Selma, film review: History lesson of eloquent force that has unhappy modern-day resonance

(12A) Dir. Ava DuVernay; Starring David Oyelowo, Tom Wilkinson, 128mins
Click to follow

Instead of an overarching biopic of Martin Luther King (David Oyelowo), Selma focuses on a single campaign in the civil rights movement: the 50-mile protest marches that he led from Selma to Montgomery in Alabama in the certain knowledge that they would provoke state police and white supremacist posses into violence, and in the hope of thus provoking President Lindon Johnson (Tom Wilkinson) into action on what became the Voting Rights Act of 1965.

The fact that, in 2013, the Supreme Court repealed parts of this act that was so hard won, gives Selma unhappy modern-day resonance. It's a historical drama that speaks about now, with the same forcefulness and eloquence for which King's own oratory is famed.

It also explains the necessary intricacies of the US legal and political system without ever forgetting that politics are supposed to be about people and their right to self-governance.

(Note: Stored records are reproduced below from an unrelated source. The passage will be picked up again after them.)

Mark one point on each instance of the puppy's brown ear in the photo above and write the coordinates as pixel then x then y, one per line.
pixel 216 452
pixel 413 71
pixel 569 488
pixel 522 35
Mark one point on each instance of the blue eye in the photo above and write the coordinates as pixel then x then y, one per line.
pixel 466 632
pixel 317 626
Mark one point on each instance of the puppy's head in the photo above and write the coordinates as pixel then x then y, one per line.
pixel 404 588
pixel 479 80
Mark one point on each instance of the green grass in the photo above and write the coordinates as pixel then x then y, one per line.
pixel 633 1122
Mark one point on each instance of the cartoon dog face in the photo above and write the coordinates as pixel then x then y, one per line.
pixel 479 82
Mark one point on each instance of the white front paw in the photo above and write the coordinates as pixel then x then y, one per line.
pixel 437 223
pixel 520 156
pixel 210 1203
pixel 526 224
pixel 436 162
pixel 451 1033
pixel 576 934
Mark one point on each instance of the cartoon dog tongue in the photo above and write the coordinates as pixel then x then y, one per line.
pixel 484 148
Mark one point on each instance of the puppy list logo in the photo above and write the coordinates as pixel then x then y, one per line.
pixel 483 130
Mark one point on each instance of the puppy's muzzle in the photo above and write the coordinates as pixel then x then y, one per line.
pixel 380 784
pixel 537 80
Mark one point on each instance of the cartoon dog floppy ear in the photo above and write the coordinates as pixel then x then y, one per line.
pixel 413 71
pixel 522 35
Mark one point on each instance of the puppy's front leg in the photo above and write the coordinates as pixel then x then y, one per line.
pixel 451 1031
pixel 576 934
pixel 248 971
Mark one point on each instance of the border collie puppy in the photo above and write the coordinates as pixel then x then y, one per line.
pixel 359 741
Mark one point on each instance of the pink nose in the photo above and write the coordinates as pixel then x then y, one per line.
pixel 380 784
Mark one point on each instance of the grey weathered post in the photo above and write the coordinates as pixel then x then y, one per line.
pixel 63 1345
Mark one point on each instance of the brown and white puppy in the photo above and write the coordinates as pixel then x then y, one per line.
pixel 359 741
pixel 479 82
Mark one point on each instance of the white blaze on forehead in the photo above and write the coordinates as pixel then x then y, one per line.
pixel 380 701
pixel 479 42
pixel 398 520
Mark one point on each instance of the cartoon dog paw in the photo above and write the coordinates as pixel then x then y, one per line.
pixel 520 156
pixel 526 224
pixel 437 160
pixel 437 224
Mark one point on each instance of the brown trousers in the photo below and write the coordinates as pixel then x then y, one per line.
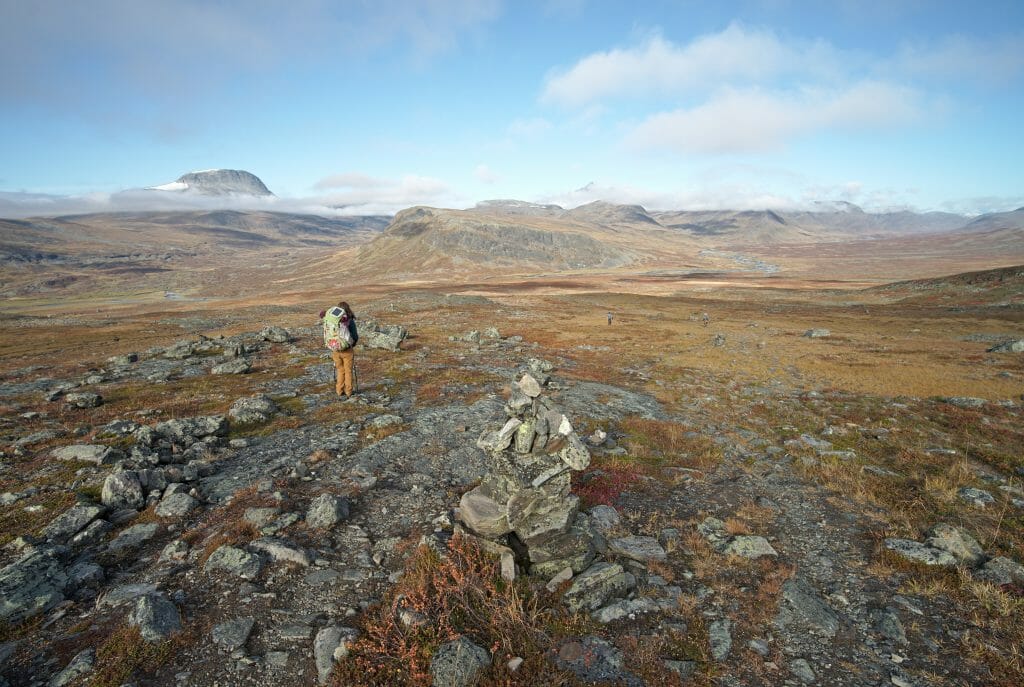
pixel 342 372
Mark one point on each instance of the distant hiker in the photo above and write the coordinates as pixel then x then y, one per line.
pixel 340 336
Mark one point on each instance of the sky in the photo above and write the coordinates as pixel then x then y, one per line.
pixel 368 106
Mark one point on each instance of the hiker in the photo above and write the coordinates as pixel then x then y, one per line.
pixel 340 336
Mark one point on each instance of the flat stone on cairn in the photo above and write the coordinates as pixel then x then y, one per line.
pixel 525 501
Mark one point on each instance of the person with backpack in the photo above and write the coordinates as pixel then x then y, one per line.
pixel 340 336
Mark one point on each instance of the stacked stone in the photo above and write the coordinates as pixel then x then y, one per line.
pixel 525 502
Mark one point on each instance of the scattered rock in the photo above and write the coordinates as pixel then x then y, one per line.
pixel 86 453
pixel 327 510
pixel 458 663
pixel 921 553
pixel 156 616
pixel 274 335
pixel 232 634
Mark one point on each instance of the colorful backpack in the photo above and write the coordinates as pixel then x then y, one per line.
pixel 336 333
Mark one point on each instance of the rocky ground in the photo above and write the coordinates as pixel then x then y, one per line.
pixel 207 512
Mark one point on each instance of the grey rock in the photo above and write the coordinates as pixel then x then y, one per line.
pixel 123 489
pixel 889 626
pixel 979 498
pixel 801 609
pixel 186 431
pixel 118 596
pixel 233 561
pixel 1016 346
pixel 280 551
pixel 132 538
pixel 72 522
pixel 595 661
pixel 79 667
pixel 85 574
pixel 232 635
pixel 643 549
pixel 156 616
pixel 482 514
pixel 239 366
pixel 592 589
pixel 625 608
pixel 383 337
pixel 32 585
pixel 1001 570
pixel 803 671
pixel 253 410
pixel 957 542
pixel 327 510
pixel 529 386
pixel 747 546
pixel 176 506
pixel 84 399
pixel 330 646
pixel 458 663
pixel 720 638
pixel 921 553
pixel 605 518
pixel 85 453
pixel 274 335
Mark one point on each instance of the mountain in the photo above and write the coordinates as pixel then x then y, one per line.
pixel 499 238
pixel 217 182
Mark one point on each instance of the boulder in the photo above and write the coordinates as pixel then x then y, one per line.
pixel 921 553
pixel 274 335
pixel 156 616
pixel 84 399
pixel 87 453
pixel 233 561
pixel 253 410
pixel 595 586
pixel 459 663
pixel 239 366
pixel 231 635
pixel 957 542
pixel 327 510
pixel 123 489
pixel 32 585
pixel 176 505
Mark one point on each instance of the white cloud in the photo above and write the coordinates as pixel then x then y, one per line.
pixel 659 68
pixel 528 128
pixel 994 61
pixel 735 121
pixel 363 196
pixel 485 174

In backroom discussions between Dr King and President Johnson, or between King and his colleagues in the SCLC, which all crackle with the highly charged energy of men who know that they are at the centre of history, we see King as an astute and, where necessary, ruthless tactician.

In scenes with his wife, Coretta Scott King (Carmen Ejogo), we see his charm and his strength of character, but feel the weight upon their marriage of his commitment to the cause and of the constant threat to their personal safety.

In the well-marshalled crowd scenes, we imagine that we can feel what drives each and every character. When the film shows baton blows raining upon them, we flinch. And when they stand together in unison and in triumph, we feel that too.